11/08/2025
No lo vemos… pero lo sentimos.
¿Sabes a qué me refiero?
El cómo se detecta un soborno es una pregunta que me hacen seguido. Y la verdad, no siempre hay una respuesta clara. El soborno casi nunca es visible. Pero sí deja rastros.
Les comparto una experiencia reciente.
Me presenté a una convocatoria pública. Mi empresa cumplía todos los requisitos, tenía la experiencia y estaba en regla. Como yo, varios otros postores participaron. Todo iba bien.
Hasta que la entidad lanzó un segundo proceso.
¿La razón? Supuestamente habían cambiado los requisitos del TDR. Pensé que era un nuevo servicio, pero no: el servicio era exactamente el mismo.
¿Entonces qué había cambiado? Los requisitos para los postores.

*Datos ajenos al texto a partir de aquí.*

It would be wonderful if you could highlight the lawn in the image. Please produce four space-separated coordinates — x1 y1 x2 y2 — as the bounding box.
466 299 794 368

Es decir: se reinició todo el proceso solo para cambiar quiénes podían participar.
Esto genera una sospecha razonable. Porque si ya habían lanzado el concurso, y los postores cumplieron y presentaron sus propuestas, lo correcto era evaluar y publicar resultados.
Si algún postor no cumplía al 100%, podía enmendar. Si no lo lograba, se pasaba al segundo. Y así. Eso es transparencia.
Lo otro… deja una sombra. Y la sombra es peligrosa.
No sé si hubo un soborno. Pero sí sé que algo estuvo mal.
Y si algo huele raro, se debe decir.
¿Te ha pasado algo similar en tu sector?